Bright Simons, Vice President of IMANI Africa, has asserted that losses incurred under Ghana’s Gold-for-Reserves programme should be regarded as commercial trading losses rather than administrative errors.
During a segment on News File on Saturday, January 3, Simons emphasized that trading losses arise from market-driven conditions. These losses occur when gold is purchased at a certain price but cannot be sold at that same price by the end of the trading cycle. Simons warned that mischaracterizing such outcomes as administrative failures would be misleading.
"You cannot suddenly convert a trading loss into something that is purely an administrative matter. A trading loss is a commercial loss. It means that you bought gold at a specific price and were unable to realize that price by the end of the trading cycle. Nothing else qualifies as a trading loss," Simons explained.

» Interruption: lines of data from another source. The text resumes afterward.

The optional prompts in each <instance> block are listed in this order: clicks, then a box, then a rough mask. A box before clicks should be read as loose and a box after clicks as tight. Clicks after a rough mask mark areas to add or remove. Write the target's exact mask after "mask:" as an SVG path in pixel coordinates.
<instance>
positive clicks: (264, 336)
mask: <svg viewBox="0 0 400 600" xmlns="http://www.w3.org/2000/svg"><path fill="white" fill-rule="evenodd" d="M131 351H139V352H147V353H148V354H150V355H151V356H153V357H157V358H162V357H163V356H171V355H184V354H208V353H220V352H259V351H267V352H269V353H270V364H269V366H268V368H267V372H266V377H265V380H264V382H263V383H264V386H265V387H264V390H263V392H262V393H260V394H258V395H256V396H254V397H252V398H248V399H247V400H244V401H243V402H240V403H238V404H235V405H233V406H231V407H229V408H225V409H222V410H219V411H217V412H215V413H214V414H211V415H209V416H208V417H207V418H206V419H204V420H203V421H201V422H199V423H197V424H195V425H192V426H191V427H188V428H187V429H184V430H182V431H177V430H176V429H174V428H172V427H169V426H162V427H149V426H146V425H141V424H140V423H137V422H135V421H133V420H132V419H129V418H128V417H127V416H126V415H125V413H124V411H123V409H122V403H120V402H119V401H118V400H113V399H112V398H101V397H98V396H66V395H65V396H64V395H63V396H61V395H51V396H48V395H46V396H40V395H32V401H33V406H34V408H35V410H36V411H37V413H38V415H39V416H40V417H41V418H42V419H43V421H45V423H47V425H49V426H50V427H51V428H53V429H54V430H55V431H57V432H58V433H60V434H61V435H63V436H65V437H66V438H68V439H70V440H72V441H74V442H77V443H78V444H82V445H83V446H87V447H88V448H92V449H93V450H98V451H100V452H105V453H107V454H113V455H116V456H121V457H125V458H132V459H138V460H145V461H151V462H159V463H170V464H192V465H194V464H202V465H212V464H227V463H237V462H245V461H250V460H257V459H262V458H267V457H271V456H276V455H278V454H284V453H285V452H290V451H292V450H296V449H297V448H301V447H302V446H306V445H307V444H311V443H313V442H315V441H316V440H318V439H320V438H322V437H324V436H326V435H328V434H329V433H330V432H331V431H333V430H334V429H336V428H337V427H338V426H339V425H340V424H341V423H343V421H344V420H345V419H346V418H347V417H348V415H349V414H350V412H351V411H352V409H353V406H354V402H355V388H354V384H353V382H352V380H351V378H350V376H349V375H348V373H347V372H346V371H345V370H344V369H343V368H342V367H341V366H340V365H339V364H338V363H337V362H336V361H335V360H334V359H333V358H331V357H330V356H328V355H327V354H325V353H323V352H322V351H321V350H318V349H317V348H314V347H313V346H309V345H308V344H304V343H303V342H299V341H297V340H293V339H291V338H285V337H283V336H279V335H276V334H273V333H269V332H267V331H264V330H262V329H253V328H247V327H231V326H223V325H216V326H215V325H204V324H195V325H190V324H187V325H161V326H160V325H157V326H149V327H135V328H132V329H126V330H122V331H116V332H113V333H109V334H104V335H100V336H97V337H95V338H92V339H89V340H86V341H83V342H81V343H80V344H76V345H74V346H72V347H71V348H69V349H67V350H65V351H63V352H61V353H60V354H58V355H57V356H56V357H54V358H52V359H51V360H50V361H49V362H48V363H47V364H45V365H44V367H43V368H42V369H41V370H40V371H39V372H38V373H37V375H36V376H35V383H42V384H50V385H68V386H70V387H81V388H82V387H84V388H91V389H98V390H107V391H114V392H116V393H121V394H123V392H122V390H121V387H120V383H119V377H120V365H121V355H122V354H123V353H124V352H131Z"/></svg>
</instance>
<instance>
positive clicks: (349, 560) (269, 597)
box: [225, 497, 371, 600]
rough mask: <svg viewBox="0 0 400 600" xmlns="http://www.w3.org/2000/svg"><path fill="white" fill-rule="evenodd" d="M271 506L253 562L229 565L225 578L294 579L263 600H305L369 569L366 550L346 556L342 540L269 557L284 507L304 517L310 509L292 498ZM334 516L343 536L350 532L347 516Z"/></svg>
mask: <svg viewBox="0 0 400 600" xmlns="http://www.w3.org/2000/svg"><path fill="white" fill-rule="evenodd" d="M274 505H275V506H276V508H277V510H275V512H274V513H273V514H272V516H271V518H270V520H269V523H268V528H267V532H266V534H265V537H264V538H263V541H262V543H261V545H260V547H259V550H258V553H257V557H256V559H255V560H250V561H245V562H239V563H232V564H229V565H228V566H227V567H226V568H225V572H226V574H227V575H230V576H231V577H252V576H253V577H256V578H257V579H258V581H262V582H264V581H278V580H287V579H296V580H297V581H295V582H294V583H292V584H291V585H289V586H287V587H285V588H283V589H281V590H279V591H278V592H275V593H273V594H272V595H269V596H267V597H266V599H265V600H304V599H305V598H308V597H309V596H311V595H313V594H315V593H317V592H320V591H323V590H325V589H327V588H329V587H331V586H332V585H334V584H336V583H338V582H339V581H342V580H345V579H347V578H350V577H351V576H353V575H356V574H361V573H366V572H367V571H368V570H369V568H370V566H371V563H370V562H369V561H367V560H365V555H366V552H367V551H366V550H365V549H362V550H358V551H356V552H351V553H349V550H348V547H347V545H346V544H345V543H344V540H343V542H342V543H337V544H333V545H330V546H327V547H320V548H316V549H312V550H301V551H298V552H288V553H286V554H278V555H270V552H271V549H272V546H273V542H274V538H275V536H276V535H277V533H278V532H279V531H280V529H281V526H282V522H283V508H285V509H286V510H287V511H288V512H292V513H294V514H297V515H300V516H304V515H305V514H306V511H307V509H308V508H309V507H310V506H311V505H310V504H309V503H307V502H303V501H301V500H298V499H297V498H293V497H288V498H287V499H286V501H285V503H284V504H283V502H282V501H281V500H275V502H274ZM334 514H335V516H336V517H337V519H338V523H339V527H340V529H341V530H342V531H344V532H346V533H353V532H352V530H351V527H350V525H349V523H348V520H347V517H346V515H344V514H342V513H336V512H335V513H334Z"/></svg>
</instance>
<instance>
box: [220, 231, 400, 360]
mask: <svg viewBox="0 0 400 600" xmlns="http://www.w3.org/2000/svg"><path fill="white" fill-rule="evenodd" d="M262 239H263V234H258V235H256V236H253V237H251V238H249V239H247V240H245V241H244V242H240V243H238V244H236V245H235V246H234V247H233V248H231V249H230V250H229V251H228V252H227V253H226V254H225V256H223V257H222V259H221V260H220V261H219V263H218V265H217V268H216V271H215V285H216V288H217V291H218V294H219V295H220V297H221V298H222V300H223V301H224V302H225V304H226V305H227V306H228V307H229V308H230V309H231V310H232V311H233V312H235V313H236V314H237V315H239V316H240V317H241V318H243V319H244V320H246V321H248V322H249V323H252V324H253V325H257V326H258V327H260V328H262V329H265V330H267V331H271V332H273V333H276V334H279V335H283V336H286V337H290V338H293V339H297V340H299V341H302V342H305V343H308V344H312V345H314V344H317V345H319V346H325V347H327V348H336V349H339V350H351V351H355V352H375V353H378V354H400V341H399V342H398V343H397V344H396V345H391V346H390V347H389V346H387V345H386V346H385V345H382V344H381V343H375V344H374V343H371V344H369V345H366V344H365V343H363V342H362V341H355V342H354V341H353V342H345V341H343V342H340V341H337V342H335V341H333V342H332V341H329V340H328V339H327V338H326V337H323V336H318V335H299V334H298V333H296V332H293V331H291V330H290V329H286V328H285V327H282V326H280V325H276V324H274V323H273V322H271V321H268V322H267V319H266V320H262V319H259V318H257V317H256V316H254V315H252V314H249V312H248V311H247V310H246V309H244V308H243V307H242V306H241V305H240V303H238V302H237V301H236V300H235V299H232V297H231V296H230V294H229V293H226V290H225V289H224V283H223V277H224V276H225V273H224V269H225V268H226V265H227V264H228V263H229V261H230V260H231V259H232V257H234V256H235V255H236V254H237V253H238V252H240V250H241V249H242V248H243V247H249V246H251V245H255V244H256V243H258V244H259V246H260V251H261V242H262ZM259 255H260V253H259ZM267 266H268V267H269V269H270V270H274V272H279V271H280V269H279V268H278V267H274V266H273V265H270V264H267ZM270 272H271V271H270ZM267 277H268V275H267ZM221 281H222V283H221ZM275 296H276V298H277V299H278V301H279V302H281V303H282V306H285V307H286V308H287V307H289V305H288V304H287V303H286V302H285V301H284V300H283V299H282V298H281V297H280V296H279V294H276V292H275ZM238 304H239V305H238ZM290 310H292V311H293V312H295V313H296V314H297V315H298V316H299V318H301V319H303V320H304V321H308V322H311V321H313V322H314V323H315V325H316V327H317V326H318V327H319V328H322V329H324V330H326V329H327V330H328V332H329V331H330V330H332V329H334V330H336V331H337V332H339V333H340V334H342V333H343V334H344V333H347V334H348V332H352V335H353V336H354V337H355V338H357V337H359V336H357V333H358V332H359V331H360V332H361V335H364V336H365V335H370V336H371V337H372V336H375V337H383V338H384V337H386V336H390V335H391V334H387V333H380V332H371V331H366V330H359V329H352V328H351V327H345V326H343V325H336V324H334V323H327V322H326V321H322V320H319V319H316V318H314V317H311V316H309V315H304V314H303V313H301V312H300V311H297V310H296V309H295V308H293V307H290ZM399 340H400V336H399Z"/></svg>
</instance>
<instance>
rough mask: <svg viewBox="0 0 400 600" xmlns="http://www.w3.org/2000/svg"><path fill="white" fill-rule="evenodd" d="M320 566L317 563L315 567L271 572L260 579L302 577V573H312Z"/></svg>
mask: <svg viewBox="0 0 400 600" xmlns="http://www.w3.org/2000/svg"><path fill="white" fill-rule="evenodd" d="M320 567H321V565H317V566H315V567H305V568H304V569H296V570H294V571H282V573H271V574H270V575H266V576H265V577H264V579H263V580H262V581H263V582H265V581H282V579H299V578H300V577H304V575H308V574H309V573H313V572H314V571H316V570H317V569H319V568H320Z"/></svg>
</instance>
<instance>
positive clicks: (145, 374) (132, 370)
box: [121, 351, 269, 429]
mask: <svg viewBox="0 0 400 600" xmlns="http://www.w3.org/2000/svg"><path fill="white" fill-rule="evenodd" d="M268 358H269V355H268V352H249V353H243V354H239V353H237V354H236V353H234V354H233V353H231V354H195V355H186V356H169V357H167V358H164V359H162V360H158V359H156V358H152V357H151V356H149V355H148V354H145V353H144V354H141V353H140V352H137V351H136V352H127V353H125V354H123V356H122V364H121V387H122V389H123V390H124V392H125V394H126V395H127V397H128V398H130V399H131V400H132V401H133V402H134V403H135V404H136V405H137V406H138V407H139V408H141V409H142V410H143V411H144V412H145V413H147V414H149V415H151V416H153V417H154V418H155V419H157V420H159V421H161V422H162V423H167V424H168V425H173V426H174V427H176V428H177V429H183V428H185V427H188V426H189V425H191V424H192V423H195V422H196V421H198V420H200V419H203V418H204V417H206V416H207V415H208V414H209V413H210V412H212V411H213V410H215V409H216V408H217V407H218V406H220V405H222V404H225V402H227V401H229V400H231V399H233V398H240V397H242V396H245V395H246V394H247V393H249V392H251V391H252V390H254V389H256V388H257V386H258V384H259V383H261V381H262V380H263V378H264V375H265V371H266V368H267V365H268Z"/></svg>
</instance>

This statement comes amidst political scrutiny regarding a reported US$214 million loss under the Bank of Ghana’s Gold-for-Reserves programme. The Minority in Parliament has called for a full-scale investigation into the contracts, fees, and pricing mechanisms associated with the programme to ensure transparency.
The Ghana Gold Board (GoldBod), headed by CEO Sammy Gyamfi, has repeatedly denied any losses. Gyamfi clarified that GoldBod, as a public institution, measures its success in surpluses rather than profits. For the year 2025, GoldBod expects to report over GHS960 million in revenue, with expenditures below GHS120 million, projecting a conservative surplus between GHS700 million and GHS800 million.
Gyamfi also pointed out that the Gold-for-Reserves programme is fully funded by the Bank of Ghana, predates GoldBod’s formation in April 2025, and any reported losses stem from policy design rather than mismanagement by GoldBod.
Simons’ statements align with this position, reiterating that trading losses should be viewed as a commercial issue, not an administrative failure.